Burba v. Baltic-American Line, Inc.

233 Ill. App. 132, 1924 Ill. App. LEXIS 174
CourtAppellate Court of Illinois
DecidedMay 27, 1924
DocketGen. No. 28,875
StatusPublished

This text of 233 Ill. App. 132 (Burba v. Baltic-American Line, Inc.) is published on Counsel Stack Legal Research, covering Appellate Court of Illinois primary law. Counsel Stack provides free access to over 12 million legal documents including statutes, case law, regulations, and constitutions.

Bluebook
Burba v. Baltic-American Line, Inc., 233 Ill. App. 132, 1924 Ill. App. LEXIS 174 (Ill. Ct. App. 1924).

Opinion

Mr. Justice Fitch

delivered the opinion of the court.

By this appeal defendant seeks to reverse a judgment against it for money paid to one of its ticket agents for steamship tickets which were never delivered.
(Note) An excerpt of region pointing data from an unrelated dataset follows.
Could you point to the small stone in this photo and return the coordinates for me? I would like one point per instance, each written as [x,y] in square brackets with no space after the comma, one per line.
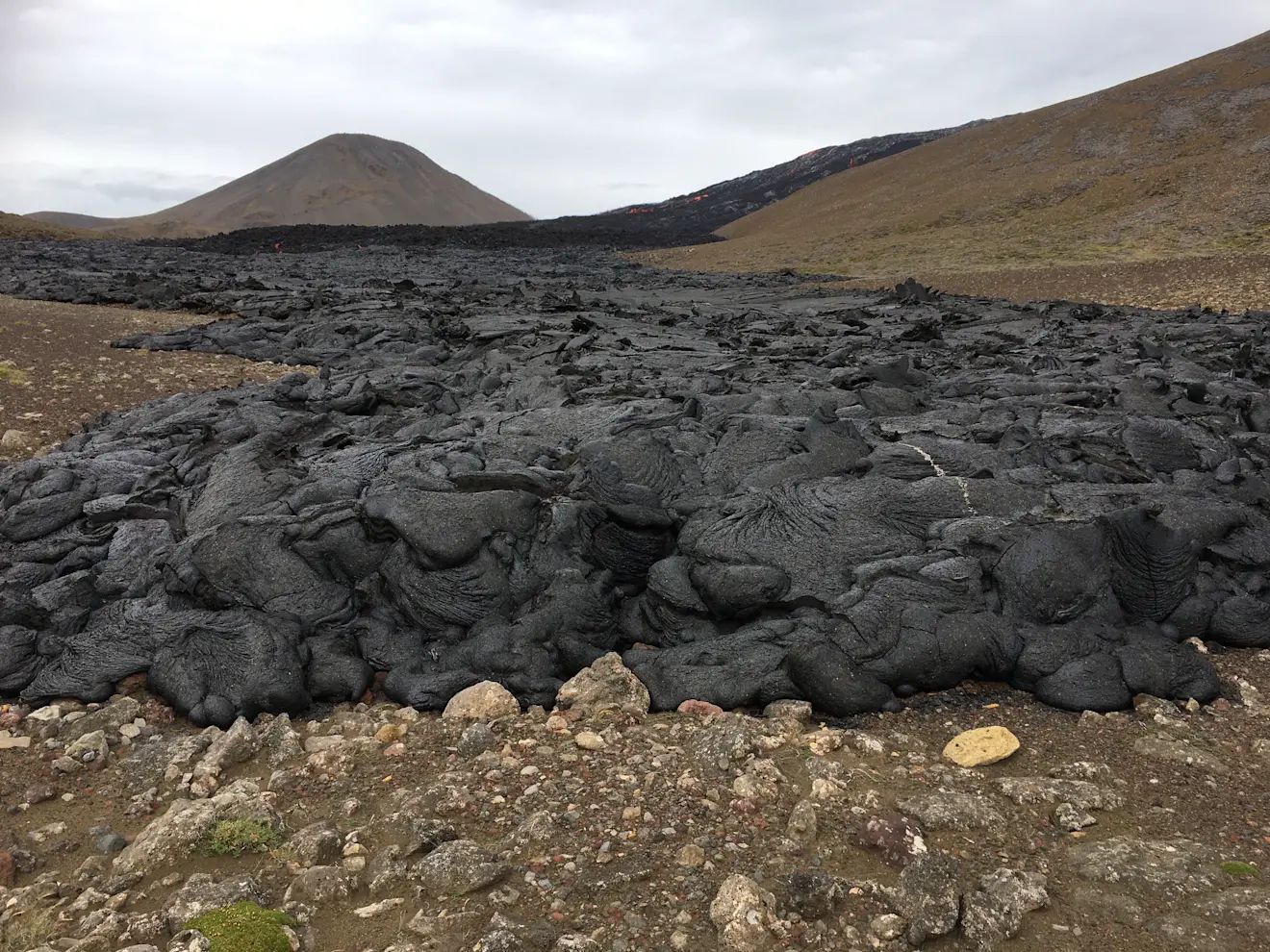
[607,683]
[789,710]
[14,440]
[46,714]
[1179,752]
[110,843]
[476,740]
[1068,819]
[702,709]
[894,837]
[377,908]
[39,794]
[691,856]
[390,733]
[488,701]
[980,746]
[801,826]
[995,912]
[813,895]
[742,913]
[887,927]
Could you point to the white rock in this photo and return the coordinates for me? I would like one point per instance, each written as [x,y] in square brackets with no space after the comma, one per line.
[487,701]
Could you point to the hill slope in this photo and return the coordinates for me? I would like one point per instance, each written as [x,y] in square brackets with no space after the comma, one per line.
[1173,163]
[686,220]
[714,206]
[342,179]
[19,226]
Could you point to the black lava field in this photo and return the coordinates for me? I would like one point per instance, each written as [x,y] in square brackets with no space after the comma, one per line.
[686,220]
[511,463]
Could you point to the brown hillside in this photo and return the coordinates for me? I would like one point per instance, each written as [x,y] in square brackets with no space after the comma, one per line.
[18,226]
[1174,163]
[343,179]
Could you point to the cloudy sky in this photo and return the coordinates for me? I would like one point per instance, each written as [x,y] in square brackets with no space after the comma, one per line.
[559,107]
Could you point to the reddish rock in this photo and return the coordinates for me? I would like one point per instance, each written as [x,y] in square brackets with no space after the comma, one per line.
[155,711]
[699,707]
[132,685]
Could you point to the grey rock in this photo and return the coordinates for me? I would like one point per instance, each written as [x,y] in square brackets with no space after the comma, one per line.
[813,893]
[476,739]
[281,742]
[1166,867]
[320,887]
[607,683]
[201,893]
[190,940]
[893,837]
[928,896]
[317,844]
[1080,794]
[110,843]
[949,810]
[1102,905]
[1068,819]
[995,911]
[457,867]
[1179,752]
[743,913]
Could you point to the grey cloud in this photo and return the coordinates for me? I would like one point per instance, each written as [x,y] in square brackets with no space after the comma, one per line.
[551,102]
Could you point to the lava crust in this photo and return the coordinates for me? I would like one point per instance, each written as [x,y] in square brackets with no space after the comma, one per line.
[513,463]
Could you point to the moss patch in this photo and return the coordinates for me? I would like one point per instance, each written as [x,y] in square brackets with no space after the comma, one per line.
[9,373]
[26,931]
[244,927]
[239,837]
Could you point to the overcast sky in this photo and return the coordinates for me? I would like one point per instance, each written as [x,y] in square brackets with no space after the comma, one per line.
[559,107]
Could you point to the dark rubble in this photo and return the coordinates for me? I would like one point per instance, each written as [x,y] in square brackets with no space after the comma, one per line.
[515,463]
[685,220]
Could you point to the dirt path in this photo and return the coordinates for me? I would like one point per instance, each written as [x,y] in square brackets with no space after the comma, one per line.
[58,368]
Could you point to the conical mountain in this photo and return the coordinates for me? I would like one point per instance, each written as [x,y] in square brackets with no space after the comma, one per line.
[342,179]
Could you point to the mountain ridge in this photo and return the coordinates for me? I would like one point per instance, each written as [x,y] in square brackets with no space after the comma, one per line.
[1171,163]
[340,179]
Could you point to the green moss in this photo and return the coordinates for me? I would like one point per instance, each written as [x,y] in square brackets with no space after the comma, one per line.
[244,927]
[239,837]
[27,931]
[9,373]
[1233,867]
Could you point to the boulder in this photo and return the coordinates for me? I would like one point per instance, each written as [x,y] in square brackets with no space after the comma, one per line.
[487,701]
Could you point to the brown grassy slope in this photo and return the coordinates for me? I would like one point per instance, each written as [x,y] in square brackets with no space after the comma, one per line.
[343,179]
[18,226]
[1173,163]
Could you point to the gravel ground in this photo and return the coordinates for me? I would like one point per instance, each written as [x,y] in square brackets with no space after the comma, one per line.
[599,826]
[58,368]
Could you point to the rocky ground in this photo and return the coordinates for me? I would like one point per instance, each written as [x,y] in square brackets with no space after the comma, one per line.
[601,826]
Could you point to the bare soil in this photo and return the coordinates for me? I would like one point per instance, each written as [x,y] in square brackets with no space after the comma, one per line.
[596,838]
[58,368]
[1233,282]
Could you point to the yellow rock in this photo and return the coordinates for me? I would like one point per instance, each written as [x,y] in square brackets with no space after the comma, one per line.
[983,745]
[390,733]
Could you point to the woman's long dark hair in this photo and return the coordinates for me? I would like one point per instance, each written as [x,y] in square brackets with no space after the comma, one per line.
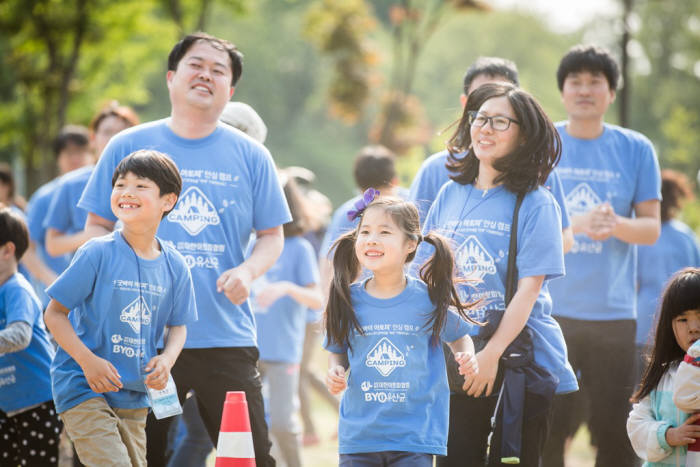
[682,294]
[529,165]
[437,273]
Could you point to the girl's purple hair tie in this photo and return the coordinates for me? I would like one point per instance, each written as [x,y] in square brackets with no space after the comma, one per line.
[361,204]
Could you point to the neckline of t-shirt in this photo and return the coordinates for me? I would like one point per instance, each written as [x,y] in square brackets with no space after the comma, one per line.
[401,297]
[143,262]
[606,130]
[196,142]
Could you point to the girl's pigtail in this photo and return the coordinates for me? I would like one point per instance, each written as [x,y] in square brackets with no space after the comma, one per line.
[437,273]
[340,316]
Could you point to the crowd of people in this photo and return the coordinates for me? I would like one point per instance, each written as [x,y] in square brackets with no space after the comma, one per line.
[535,277]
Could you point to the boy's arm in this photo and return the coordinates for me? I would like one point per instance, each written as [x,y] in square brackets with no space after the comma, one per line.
[99,373]
[162,363]
[15,337]
[335,379]
[59,243]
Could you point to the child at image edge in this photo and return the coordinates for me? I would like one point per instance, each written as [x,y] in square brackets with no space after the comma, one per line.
[387,330]
[659,430]
[29,426]
[108,312]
Defendant operates a line of steamships between Baltic ports and New York, carrying both freight and passengers. It has a general agency in Chicago and sells its tickets through local agents on a commission basis. In April, 1921, one Shakalski was one of its local agents in Chicago. He had an office in the central part of the city for the sale of steamship tickets. On the doors and windows of his office were the signs of' the Baltic-American Line, and on the walls pictures of steamships were hung. He was supplied by defendant with a book of printed forms of tickets, upon which was set forth the terms and conditions of what was therein called a “prepaid passage contract,” with blank lines upon which the selling agent wrote the names of the purchaser and the passenger, the amount paid, the starting point, destination, and other like matter. These forms were divided by perforations into five parts, and each part contained a direction on the margin, printed in red ink, as to what use should be made of that part. The first part, labeled “Prepaid Passage Notice, Baltic-American Line,” was marked: “This portion is to be sent to the passenger.” The second part, which was in the form of a receipt, with nineteen paragraphs of terms and conditions printed thereon, was labeled: “Purchaser must keep this receipt. ’ ’ The other three parts contained memoranda of the sale, evidently intended for defendant’s records, with marginal directions to the selling agent, to fill in the blanks, sign and send them “to the general agent who supplies you with these tickets.”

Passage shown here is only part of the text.